Human papilloma virus (HPV) is known to be a common causative agent for anal cancer [7]. Among the all HPV types, HPV-16 is the commonest type as underlying HPV-related causation for genital cancer (cervical and penile cancer) and hence correspondingly to anal cancer (assuming the receptive anal intercourse being the vehicle). Contrastingly, in spite of being related to skin warts and skin cancer, HPV-47 has NOT been associated with anal cancer despite being most abundantly identified in the human feces [8-9]. To minimize exposures sustained during sexual contact, post-coital hygiene [10] includes immediate cleansing with water [11] primarily; therefore, correspondingly post-defecation hygiene may be rated as better achieved with water as compared to paper. However, when HPV has been shown to be resistant to common disinfectants [12], there can be a question about what role (if any) water cleansing can play. Hereafter comes the question whether the persistent fecal matter (depending on the post-defecation practices achieving variable adequacy of anogenital hygiene) contributes to persistent survivability [13] of anogenital HPV (HPV-16 in genital secretions and/or HPV-47 in fecal excretions; and subsequent potential risk for non-sexual HPV transmission through fomites [14] despite the absence of documented cases for the same) that may be acting as a potential risk factor for deciphered relative differences in the anal cancer incidence across the world.

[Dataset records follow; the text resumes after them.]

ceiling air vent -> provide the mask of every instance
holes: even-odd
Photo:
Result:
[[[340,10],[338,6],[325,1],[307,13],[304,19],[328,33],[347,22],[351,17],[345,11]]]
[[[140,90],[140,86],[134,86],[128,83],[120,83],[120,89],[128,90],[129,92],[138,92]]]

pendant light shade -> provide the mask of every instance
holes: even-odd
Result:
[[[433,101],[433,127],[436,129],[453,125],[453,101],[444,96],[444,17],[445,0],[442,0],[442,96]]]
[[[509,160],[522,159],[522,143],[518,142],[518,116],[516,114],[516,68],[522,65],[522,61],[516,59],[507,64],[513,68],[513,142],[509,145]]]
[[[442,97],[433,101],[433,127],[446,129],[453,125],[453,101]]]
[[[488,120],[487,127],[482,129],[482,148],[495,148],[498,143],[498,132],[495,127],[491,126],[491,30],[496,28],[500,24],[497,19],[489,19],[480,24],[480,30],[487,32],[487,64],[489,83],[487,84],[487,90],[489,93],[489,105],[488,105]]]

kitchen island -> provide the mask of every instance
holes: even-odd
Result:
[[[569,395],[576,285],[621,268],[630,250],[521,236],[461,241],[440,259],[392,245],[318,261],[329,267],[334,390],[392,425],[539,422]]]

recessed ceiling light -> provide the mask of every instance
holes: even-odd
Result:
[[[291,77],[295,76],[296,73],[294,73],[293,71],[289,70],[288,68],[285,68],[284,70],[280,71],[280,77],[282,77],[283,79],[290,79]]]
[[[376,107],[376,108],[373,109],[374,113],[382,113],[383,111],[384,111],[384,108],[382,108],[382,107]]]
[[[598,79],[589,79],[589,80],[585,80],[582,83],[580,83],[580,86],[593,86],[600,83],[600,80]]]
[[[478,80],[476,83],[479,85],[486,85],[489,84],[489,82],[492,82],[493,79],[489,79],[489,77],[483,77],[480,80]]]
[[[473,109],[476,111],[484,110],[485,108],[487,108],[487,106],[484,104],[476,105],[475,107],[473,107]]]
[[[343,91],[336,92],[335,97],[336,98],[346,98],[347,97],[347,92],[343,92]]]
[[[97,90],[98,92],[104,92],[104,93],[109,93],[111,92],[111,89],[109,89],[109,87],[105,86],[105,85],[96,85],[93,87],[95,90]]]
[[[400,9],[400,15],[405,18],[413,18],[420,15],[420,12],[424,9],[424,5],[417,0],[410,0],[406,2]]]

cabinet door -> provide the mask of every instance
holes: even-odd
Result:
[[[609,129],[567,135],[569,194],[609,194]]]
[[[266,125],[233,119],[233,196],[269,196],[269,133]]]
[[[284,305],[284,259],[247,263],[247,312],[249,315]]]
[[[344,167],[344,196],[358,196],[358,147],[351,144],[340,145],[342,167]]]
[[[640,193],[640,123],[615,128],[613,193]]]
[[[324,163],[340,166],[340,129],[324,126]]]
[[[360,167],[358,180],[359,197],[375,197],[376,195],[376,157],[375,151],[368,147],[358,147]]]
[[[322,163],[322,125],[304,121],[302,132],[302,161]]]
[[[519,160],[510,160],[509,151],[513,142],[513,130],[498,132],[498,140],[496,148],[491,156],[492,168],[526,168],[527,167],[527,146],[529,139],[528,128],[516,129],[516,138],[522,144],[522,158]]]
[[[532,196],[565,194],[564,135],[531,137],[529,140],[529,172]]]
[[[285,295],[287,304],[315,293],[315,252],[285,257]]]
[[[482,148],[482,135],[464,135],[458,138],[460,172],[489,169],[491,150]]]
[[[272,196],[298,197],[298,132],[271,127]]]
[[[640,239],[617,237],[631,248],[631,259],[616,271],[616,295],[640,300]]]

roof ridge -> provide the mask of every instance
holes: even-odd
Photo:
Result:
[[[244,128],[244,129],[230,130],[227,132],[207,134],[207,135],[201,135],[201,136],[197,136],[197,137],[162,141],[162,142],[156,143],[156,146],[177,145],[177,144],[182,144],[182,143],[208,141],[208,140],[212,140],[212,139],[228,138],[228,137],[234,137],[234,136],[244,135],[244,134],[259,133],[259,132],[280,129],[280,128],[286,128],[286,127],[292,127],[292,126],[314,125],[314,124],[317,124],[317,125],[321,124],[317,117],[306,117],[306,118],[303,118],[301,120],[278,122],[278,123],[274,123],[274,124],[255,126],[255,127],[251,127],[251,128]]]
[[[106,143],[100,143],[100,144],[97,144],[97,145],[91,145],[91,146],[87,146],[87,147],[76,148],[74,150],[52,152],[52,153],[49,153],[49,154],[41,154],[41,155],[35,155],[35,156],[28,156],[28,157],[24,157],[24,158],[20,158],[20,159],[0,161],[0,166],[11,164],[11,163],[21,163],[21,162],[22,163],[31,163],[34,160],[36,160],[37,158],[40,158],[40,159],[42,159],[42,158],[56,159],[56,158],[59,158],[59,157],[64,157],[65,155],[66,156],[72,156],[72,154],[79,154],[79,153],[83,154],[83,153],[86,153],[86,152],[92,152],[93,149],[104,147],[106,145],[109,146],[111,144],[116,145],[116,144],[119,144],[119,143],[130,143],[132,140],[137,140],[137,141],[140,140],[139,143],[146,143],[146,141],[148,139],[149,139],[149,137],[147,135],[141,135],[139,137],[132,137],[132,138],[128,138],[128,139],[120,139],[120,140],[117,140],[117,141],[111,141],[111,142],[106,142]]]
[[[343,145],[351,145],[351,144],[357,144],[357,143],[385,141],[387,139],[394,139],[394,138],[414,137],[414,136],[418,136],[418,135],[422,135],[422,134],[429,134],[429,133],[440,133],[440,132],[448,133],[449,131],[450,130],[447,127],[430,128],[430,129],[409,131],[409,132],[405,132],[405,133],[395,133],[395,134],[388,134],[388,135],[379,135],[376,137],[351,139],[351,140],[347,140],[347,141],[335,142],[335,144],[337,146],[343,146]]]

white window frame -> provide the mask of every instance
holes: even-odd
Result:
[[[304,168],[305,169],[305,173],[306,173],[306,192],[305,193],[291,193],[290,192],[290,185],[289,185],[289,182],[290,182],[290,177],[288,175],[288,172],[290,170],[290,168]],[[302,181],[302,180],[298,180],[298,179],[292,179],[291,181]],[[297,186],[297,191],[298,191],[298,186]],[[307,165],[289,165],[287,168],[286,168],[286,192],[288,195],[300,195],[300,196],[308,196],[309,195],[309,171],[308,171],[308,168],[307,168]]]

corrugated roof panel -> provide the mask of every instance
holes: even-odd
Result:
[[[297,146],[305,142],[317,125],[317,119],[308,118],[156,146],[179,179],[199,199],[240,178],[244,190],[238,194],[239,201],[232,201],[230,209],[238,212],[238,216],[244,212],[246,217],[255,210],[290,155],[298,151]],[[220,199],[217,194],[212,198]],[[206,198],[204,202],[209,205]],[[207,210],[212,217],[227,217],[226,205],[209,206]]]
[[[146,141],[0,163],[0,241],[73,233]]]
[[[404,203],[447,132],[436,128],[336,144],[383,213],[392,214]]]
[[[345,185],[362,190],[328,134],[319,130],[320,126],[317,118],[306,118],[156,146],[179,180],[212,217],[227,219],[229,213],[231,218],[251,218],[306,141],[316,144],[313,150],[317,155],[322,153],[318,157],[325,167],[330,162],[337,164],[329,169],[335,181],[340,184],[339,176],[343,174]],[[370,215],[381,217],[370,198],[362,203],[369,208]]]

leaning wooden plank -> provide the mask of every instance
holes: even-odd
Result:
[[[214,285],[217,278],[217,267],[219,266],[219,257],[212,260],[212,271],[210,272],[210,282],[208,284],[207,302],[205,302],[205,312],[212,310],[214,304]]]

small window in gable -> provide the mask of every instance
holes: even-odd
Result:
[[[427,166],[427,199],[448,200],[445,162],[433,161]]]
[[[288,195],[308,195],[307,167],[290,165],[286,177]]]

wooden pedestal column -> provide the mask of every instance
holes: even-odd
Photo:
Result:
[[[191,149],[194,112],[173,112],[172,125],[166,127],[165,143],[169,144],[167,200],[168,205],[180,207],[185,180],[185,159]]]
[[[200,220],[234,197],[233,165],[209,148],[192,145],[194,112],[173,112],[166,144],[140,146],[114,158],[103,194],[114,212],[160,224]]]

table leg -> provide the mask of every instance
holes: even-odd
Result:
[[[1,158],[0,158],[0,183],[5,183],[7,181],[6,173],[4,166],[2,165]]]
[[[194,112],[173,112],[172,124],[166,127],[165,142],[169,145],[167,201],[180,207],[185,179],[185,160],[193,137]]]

From Islami et al (2016) [1] data, it is interesting to review the countries' list wherein little change in anal cancer incidence happened as compared to the increasing incidence in other countries. India and Japan has been known to consistently use water for post-defecation hygiene irrespective of the poor sanitation conditions in India [15] being different than the sophisticated Japanese toilets being often equipped with vertical jet based bidets [16]. Similarly, the Spanish toilets are known to be equipped with bidets; the Singaporean population has cleanliness ingrained into their psyche-practices as per their city-state laws (and hefty penalties) [17]; and despite their miraculous needs for water conservation [18], the drought-ridden Israelites must have comprehensive resolve towards personal hygiene beside the almost-universal practice of male circumcision, that is now known to have HPV-protective potential [19]. Alternatively, the increasing incidence of anal cancer among the bidet-loving Italian population [20] may itself weaken the argument about preferring water (over wipe) for anogenital hygiene (with potentially decreased risk of anal cancer). Overall, it can be true that, irrespective of water-or-wipe, the increasing incidence among the reviewed populations may be primarily related to potentially increasing trends towards receptive anal intercourse; however, it may be interesting to ponder whether, in the backdrop of variable post-defecation hygiene with wipe (as compared to water), the anogenital hygiene status in itself can aggravate the receptive anal intercourse practicing populations' risk towards anal cancer.

In summary, it would be worth a while to investigate if post-defecation water use itself can act as an independent shield in our battle against cancer (in this particular case against the anogenital cancer).